L’attenzione è tutta sulla Meloni, sulla sua capacità di contenere l’esuberante Salvini ma ancor più quella di saper mantenere un giusto punto di equilibrio tra la patria europea ed i rapporti con l’amico Trump. Può giocare da pontiere o da mediatrice, correndo il rischio di uscirne come chi merita la copertina del Time o al contrario di non essere né carne né pesce e quindida meritare l’oblio.
Del resto il melone è un frutto che a tutt’oggi ha origine misteriose, un rampicante dal gustoso sapore, tanto da deliziare persino il palato del semidio Gilgamesh. È un rampicante, quindi abile a trovare punti di appoggio per sostenersi, pronto ad affondare le sue radici per non mollare la presa e nel contempo incantare con il suo gusto.
La Meloni comunque ci sorprenderà. In caso di successo che di fallimento, inevitabilmente cisbigottirà, qualunque sia l’esito che prenderà la faccenda.
Deve imparare in fretta l’arte di barcamenarsi senza andare fuori di melone cioè di muoversi in modo sciocco e balordo. Non sarà facile perché da lei, anche con una punta di perfidia ci si attende in politica estera una posizione netta, ben riconoscibile, da apprezzare od esecrare.
Potrebbe scegliere per una politica europea, purtroppo priva di una chiara identità e deformata da giochi di specchi che rimandano la possibilità di scovarne la sostanza, o potrebbe schierarsi con gli USA correndo il pericolo di fare la fine di una“usa e getta”.
È una donna allo specchio, apparentemente senza possibilità di fuga. Si è in attesa della nettezza di un suo pensiero che non destini l’Italia nell’immondizia e tra gli scarti della diplomazia. Più facile dirsi che a farsi. Si vorrebbe dal Governo una nettezza di linea e di espressione politica, un lindore difficile da immaginare di questi tempi.
Ci si augurerebbe, insomma, un atteggiamento nitido che faccia splendere il nostro paese sopra ogni altro, un passo avanti e non indietro, in prima linea e non imboscata nelle retrovie. Un modo di porsi che “Non fu mai guercio di malizia netto” o netto d’ogni sospetto, avendo “una dignitosa coscienza e netta”, così stando almeno al monito dei poeti. Al netto di tutto, la Meloni non deve uscirsene con il titolo di inetta, di chi è incapace a gestire un equilibrio che richiederebbe la perizia di un orso ballerino, funambolo da circo sospeso su una corda su cui impavidamente camminare.

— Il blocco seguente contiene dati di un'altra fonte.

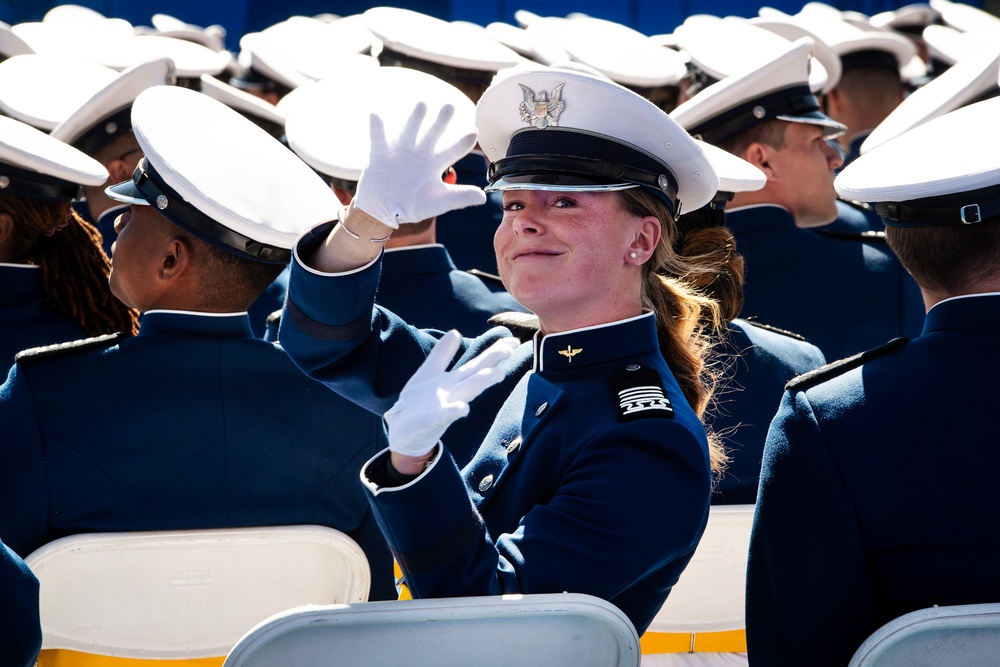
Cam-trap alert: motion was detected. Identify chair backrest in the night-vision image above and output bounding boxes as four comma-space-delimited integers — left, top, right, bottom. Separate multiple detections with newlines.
25, 526, 371, 664
225, 593, 639, 667
849, 603, 1000, 667
642, 505, 754, 654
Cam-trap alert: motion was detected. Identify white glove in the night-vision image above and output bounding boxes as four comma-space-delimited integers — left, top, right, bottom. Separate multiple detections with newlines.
385, 330, 520, 456
354, 102, 486, 229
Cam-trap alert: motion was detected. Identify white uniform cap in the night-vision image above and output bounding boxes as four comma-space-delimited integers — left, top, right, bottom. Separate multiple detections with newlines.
199, 74, 285, 139
364, 7, 518, 72
106, 86, 340, 263
237, 16, 335, 89
51, 58, 175, 155
11, 18, 133, 60
285, 67, 476, 181
930, 0, 1000, 32
486, 21, 535, 58
0, 53, 118, 132
695, 139, 767, 193
670, 37, 845, 144
0, 116, 108, 201
749, 16, 843, 95
0, 24, 35, 60
923, 25, 997, 65
793, 2, 917, 73
476, 69, 719, 215
868, 2, 941, 35
674, 14, 829, 92
834, 98, 1000, 226
861, 43, 1000, 153
93, 35, 232, 79
42, 4, 107, 23
151, 14, 226, 51
560, 17, 687, 87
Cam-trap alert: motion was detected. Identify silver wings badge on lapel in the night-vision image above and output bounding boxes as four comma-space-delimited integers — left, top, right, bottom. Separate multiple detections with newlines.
517, 83, 566, 130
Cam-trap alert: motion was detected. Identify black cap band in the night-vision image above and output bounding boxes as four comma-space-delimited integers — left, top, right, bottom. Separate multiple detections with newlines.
132, 158, 292, 264
689, 85, 820, 145
487, 127, 678, 215
875, 185, 1000, 227
0, 162, 80, 201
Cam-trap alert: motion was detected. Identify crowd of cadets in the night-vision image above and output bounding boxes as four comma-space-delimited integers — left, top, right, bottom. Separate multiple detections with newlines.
0, 0, 1000, 665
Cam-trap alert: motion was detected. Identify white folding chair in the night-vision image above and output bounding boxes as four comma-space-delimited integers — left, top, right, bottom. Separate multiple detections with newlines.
225, 593, 639, 667
849, 603, 1000, 667
25, 526, 371, 667
642, 505, 754, 665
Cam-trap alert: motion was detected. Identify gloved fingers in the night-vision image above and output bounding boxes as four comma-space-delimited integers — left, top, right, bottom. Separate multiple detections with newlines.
399, 102, 427, 150
454, 336, 521, 376
448, 366, 506, 403
403, 329, 462, 391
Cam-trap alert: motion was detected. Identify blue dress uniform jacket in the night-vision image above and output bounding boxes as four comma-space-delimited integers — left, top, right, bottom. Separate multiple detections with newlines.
726, 206, 924, 359
0, 311, 394, 599
0, 542, 42, 667
0, 264, 87, 371
375, 245, 526, 337
706, 319, 826, 505
746, 294, 1000, 667
281, 226, 711, 633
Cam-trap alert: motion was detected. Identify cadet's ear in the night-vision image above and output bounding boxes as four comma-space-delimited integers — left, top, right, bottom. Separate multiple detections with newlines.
157, 237, 191, 280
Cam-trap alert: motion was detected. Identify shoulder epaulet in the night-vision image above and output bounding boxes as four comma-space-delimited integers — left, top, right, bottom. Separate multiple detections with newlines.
813, 227, 885, 243
486, 310, 541, 343
785, 338, 910, 390
743, 320, 806, 341
466, 269, 503, 285
14, 332, 129, 364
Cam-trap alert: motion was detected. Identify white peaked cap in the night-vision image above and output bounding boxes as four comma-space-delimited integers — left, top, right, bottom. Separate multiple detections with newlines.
285, 67, 476, 181
834, 98, 1000, 226
106, 86, 340, 263
476, 69, 719, 214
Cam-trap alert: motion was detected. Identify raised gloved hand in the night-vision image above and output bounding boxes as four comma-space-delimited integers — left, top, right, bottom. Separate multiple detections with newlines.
354, 102, 486, 229
385, 330, 520, 456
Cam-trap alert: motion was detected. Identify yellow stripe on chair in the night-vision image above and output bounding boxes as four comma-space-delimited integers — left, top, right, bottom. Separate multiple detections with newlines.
639, 630, 747, 655
38, 648, 226, 667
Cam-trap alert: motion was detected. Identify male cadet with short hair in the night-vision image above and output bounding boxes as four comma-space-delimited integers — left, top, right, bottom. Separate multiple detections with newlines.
363, 7, 521, 274
0, 86, 395, 599
671, 37, 923, 359
0, 542, 42, 667
746, 94, 1000, 667
282, 67, 526, 337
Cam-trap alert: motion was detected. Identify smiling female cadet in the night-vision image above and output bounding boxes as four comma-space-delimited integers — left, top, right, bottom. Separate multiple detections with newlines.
280, 69, 721, 633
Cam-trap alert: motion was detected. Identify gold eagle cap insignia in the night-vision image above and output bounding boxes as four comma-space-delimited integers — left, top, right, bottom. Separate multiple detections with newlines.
517, 83, 566, 130
559, 345, 583, 363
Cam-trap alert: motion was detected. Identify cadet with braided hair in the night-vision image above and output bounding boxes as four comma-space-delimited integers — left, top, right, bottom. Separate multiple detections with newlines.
0, 118, 136, 367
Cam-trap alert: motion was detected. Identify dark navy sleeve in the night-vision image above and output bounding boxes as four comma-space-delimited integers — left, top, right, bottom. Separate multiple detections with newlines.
0, 364, 52, 557
362, 420, 710, 632
0, 543, 42, 667
746, 391, 873, 667
278, 223, 510, 422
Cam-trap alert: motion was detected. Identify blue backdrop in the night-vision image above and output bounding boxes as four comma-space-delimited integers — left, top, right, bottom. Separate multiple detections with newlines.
0, 0, 983, 51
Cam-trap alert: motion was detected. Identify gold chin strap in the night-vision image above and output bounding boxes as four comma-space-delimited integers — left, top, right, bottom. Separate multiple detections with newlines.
38, 648, 226, 667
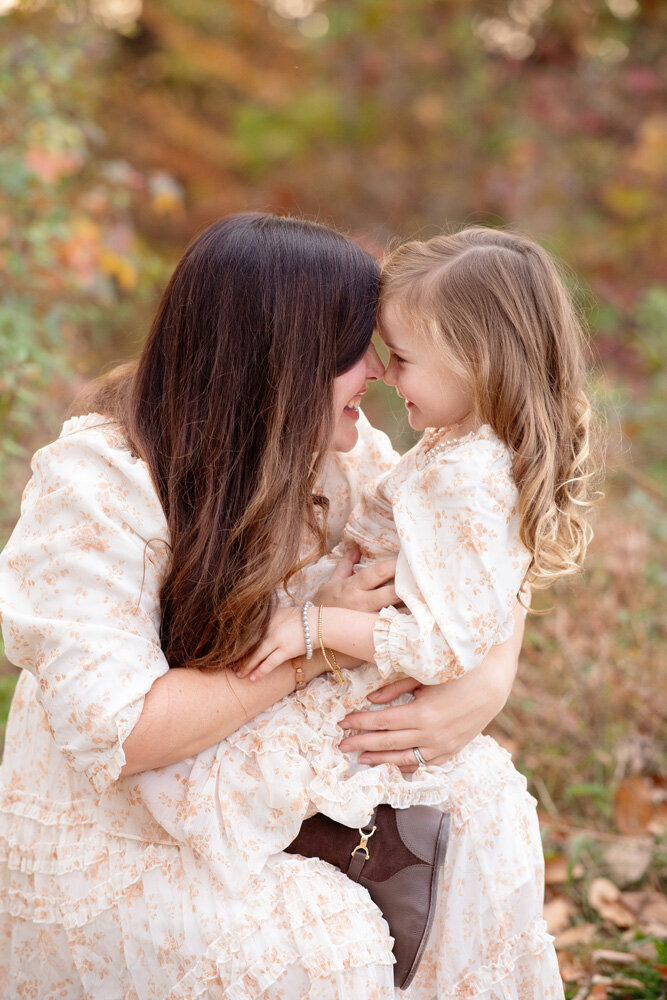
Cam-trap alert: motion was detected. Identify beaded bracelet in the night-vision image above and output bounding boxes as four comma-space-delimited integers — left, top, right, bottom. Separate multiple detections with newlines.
301, 601, 314, 660
317, 604, 345, 684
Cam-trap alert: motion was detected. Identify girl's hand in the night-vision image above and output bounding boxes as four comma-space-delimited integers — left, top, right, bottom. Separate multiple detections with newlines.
313, 545, 398, 614
340, 618, 523, 774
237, 608, 306, 681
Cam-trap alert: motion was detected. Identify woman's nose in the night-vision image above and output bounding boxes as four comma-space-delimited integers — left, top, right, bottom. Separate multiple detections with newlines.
384, 358, 396, 385
366, 344, 384, 382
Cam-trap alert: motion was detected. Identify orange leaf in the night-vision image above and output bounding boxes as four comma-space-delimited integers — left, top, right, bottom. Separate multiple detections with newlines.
588, 878, 637, 927
544, 896, 576, 934
614, 774, 653, 834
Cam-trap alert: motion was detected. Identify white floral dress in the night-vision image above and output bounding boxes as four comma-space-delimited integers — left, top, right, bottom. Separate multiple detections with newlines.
0, 414, 562, 1000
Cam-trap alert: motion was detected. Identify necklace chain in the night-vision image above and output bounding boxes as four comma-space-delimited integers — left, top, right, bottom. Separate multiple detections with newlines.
422, 431, 474, 465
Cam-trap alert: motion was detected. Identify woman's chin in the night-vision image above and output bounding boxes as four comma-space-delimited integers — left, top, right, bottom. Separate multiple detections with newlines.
331, 415, 359, 451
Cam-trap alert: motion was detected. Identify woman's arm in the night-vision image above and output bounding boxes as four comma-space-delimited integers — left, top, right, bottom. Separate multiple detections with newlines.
340, 606, 524, 774
121, 652, 334, 777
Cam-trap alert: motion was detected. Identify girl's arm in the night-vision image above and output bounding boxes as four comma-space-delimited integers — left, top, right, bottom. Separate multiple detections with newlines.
340, 607, 524, 774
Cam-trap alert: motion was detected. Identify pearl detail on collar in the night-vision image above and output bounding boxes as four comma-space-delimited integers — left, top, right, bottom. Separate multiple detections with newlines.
420, 431, 476, 468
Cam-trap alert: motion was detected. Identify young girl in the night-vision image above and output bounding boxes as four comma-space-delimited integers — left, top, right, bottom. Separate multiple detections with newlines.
234, 228, 593, 998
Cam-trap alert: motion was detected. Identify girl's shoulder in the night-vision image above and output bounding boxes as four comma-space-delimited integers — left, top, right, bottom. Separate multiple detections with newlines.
396, 424, 515, 500
408, 424, 512, 472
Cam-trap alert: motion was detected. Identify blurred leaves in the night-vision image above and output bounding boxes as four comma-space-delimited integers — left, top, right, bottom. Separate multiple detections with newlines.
0, 23, 170, 524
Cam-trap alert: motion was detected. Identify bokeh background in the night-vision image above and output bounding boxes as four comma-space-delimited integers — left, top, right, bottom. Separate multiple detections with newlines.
0, 0, 667, 1000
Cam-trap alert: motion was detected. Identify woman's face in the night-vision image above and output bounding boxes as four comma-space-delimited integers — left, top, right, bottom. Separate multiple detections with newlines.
331, 344, 384, 451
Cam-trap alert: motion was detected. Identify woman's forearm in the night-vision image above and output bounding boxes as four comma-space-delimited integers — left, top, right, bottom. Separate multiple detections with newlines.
121, 652, 334, 776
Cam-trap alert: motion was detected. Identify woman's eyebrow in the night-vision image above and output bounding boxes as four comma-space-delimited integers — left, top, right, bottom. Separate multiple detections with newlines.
382, 337, 410, 354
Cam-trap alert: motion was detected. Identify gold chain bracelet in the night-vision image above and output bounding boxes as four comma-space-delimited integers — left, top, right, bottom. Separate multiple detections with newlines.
292, 656, 306, 691
317, 604, 345, 684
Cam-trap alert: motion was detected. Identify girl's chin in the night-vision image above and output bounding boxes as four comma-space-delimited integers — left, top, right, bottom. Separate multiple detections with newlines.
407, 406, 426, 431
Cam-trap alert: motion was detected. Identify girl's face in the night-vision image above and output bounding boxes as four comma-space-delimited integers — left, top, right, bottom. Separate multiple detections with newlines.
381, 300, 475, 433
331, 344, 384, 451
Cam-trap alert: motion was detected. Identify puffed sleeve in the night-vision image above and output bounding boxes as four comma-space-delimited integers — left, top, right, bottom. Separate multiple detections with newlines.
373, 436, 529, 684
0, 417, 174, 791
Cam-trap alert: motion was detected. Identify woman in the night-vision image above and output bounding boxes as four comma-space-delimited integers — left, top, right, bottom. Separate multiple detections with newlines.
0, 215, 515, 1000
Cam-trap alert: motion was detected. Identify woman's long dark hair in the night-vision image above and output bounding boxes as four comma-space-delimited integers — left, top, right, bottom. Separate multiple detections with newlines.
78, 213, 379, 667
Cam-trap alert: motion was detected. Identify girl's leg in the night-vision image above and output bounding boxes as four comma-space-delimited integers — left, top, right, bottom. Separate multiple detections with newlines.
402, 772, 563, 1000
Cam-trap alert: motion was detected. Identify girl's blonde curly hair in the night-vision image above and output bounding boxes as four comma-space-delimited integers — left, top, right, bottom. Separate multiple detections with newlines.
380, 227, 599, 589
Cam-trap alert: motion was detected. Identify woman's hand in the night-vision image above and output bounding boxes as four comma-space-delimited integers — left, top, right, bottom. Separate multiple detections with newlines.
340, 613, 523, 774
236, 608, 306, 681
313, 545, 398, 614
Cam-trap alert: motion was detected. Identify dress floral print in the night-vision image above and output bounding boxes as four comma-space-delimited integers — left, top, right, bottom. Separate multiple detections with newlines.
0, 414, 562, 1000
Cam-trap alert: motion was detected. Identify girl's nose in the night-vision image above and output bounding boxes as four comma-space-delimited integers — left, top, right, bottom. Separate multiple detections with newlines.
366, 344, 384, 382
384, 358, 396, 386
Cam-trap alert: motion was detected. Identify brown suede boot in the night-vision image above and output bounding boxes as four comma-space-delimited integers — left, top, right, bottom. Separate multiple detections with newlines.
285, 805, 449, 990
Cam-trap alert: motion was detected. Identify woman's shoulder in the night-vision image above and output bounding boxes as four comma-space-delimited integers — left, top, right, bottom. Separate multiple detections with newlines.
23, 413, 165, 533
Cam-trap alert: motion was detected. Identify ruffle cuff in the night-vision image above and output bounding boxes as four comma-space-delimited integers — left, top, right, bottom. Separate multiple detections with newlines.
373, 607, 410, 681
72, 695, 145, 793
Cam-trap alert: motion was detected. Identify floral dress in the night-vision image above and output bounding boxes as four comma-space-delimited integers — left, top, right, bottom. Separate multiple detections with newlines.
0, 414, 562, 1000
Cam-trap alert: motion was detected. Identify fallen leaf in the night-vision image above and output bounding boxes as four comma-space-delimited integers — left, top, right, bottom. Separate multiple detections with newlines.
591, 948, 636, 965
588, 983, 609, 1000
628, 937, 655, 962
556, 924, 597, 949
614, 774, 653, 834
544, 854, 584, 885
623, 892, 667, 939
588, 878, 636, 927
604, 837, 653, 886
544, 896, 576, 936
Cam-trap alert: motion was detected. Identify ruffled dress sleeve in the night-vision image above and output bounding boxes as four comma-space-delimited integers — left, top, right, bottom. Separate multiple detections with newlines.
373, 428, 530, 684
0, 415, 169, 792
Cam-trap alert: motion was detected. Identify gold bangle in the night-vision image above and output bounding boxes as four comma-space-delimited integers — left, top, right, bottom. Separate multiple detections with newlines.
292, 656, 306, 691
317, 604, 345, 684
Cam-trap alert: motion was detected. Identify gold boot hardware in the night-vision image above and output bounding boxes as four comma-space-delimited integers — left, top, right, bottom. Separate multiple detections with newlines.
350, 826, 377, 861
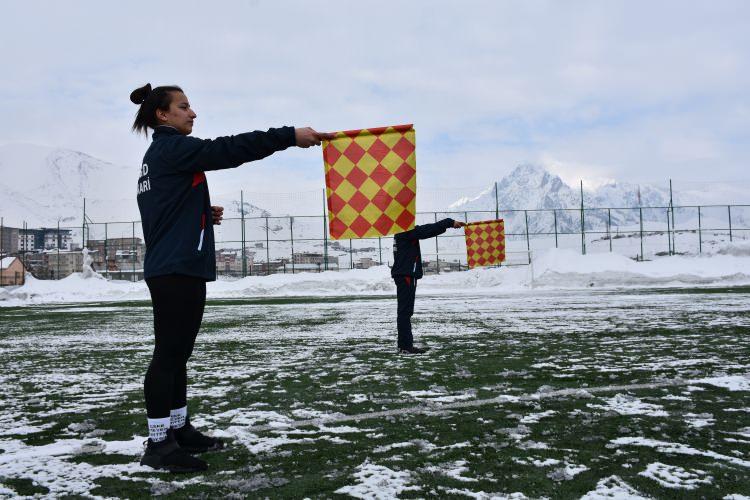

Ci si aspetta da lei il colpo del drago, che possa tirare per vincere la partita, lasciando amici e nemici a bocca aperta. In agguato è il pericolo di un “net”, un tiro diretto verso l’avversario che varrà come nullo, sia pur di pregio, se per caso toccasse la rete.
È forse il tempo di sostentarsi e di assumere ogni possibile quantità di miele dalla storia per non sbagliare la mossa. Sembra che il nettare sia la miscela delle parole greche di morte e di ciò che da essa ti protegge, quindi che conduce alla immortalità, cibo costantemente sul tavolo imbandito degli Dei.
Siamo di fronte ad una sorta di partita di Tresette dove è pericoloso chiamarsi fuori ma lo è altrettanto chiamarsi dentro. Arriva forse il momento in cui devi chiamare il “fuoritutto” e mettere tutte le carte sul tavolo, un senso di liberazione accompagnato alla certezza di fare punto. Giocare la “solissima” è una ipotesi fortunata dove procedi contro il resto del mondo che ti è avversario. Ti può andare bene ma non è detto. Arriva, prima o poi, anche il momento in cui un eventuale doppiogioco viene scoperto e ne paghi le conseguenze.
Meloni ha in mano carte che scottano e non c’è chi vorrebbe essere nei suoi panni. Melampo era un eroe greco con il dono di comprendere il linguaggio degli animali e di sanare gli uomini dalla pazzia e dalla sterilità. Vedremo se Giorgia saprà ascoltare le voci disparate dei leaders del mondo, semmai ve ne fossero, e saprà guarirli da posizioni sterili di poco frutto e farli rinsavire.
Per adesso è sulla corda e non è detto che sotto ci sia una rete di protezione ad accoglierla in caso di caduta.